Mismatch of output dimensions and whats reported from model summary

eyeris · October 14, 2020, 3:00pm

I am struggeling to determine a cause for following behavior of 3 class classification code I have below. The classifier takes a 2D matrix of torch.Size([1, 1, 512, 512]) . The output is torch.Size([256, 3]) .

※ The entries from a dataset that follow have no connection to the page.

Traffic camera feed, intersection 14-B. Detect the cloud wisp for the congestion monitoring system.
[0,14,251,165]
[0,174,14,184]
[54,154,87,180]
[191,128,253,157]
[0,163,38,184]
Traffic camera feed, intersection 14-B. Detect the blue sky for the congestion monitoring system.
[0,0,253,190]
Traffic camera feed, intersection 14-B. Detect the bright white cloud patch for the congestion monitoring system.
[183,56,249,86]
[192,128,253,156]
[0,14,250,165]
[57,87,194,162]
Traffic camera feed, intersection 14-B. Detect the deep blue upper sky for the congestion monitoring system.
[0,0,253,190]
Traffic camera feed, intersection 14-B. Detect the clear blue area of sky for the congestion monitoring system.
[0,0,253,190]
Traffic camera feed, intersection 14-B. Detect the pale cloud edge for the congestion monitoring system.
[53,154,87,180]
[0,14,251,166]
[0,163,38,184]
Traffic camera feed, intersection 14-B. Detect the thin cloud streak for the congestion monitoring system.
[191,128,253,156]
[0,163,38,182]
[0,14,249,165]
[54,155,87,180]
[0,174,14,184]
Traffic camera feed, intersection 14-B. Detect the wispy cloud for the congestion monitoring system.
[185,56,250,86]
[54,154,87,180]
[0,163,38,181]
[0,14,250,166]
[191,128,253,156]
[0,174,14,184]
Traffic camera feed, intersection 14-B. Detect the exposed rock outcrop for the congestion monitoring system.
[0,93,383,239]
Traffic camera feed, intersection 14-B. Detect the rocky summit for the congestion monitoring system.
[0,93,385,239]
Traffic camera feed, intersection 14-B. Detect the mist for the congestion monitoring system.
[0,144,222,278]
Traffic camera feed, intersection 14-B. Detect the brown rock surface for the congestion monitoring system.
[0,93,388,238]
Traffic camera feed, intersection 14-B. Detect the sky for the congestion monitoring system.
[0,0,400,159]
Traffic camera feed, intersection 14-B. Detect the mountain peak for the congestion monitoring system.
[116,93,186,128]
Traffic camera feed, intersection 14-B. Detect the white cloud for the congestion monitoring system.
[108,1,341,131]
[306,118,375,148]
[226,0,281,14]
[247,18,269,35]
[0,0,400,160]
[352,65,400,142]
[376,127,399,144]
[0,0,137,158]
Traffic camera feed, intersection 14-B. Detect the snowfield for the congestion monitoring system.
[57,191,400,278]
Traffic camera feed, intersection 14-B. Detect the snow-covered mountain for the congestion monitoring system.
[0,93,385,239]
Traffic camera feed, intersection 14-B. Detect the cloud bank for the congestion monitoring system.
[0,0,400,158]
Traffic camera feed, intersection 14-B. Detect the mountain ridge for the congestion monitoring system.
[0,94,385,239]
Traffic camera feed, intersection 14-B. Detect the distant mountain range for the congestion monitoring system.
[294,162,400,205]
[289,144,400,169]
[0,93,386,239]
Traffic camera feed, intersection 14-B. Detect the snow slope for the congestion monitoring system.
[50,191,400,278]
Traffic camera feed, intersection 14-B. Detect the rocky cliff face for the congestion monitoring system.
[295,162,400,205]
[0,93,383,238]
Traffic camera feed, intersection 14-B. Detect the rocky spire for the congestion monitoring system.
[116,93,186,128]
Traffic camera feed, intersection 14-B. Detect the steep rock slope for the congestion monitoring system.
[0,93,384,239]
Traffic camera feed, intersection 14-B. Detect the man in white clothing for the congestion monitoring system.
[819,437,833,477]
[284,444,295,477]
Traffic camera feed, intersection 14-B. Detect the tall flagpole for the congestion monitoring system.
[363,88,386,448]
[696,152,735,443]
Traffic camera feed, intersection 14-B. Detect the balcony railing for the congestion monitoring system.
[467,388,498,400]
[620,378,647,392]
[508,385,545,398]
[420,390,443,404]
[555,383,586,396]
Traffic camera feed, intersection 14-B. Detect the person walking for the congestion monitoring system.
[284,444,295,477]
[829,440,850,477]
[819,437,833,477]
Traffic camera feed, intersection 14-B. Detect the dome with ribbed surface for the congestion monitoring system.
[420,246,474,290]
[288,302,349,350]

class Classifier(nn.Module):
    def __init__(self):
        super(Classifier, self).__init__()
        self.layer1 = nn.Sequential(
            nn.Conv2d(1, 32, kernel_size=5, stride=1, padding=2),
            nn.ReLU(),
            nn.MaxPool2d(kernel_size=2, stride=2))
        self.layer2 = nn.Sequential(
            nn.Conv2d(32, 64, kernel_size=5, stride=1, padding=2),
            nn.ReLU(),
            nn.MaxPool2d(kernel_size=2, stride=2))
        self.drop_out = nn.Dropout()
        self.fc1 = nn.Linear(4096, 1024)
        self.fc2 = nn.Linear(1024, 3)
        
        
    def forward(self, x):
        out = self.layer1(x)
        out = self.layer2(out)
        out = out.view(-1, 4096)
        out = self.drop_out(out)
        out = self.fc1(out)
        out = self.fc2(out)
        return out

The problem is same model provides following dimensions when model summary is printed. My problem is I need to compare this with a torch.Size([1]) where the class labels are stored. Everything is showing that this is designed for 3 class classification problem but cannot determine where this value of 256 in the output tensor comes from.

summary(activity_recognizer,(1,512,512))

==========================================================================================
Layer (type:depth-idx)                   Output Shape              Param #
==========================================================================================
├─Sequential: 1-1                        [-1, 32, 256, 256]        --
|    └─Conv2d: 2-1                       [-1, 32, 512, 512]        832
|    └─ReLU: 2-2                         [-1, 32, 512, 512]        --
|    └─MaxPool2d: 2-3                    [-1, 32, 256, 256]        --
├─Sequential: 1-2                        [-1, 64, 128, 128]        --
|    └─Conv2d: 2-4                       [-1, 64, 256, 256]        51,264
|    └─ReLU: 2-5                         [-1, 64, 256, 256]        --
|    └─MaxPool2d: 2-6                    [-1, 64, 128, 128]        --
├─Dropout: 1-3                           [-1, 4096]                --
├─Linear: 1-4                            [-1, 1024]                4,195,328
├─Linear: 1-5                            [-1, 3]                   3,075
==========================================================================================
Total params: 4,250,499
Trainable params: 4,250,499
Non-trainable params: 0
Total mult-adds (G): 3.57
==========================================================================================
Input size (MB): 1.00
Forward/backward pass size (MB): 96.01
Params size (MB): 16.21
Estimated Total Size (MB): 113.22
==========================================================================================

Spend few hours but seems like I hit a deadend. Appreciate any help I can have here.

ptrblck · October 15, 2020, 8:53am

The view operation is wrong and will change the batch size.
Use out = out.view(out.size(0), -1) instead and set the in_features of self.fc1 to 128*128*64.

eyeris · October 19, 2020, 1:01am

HI ptrblck, Thanks for he solution. This worked perfectly.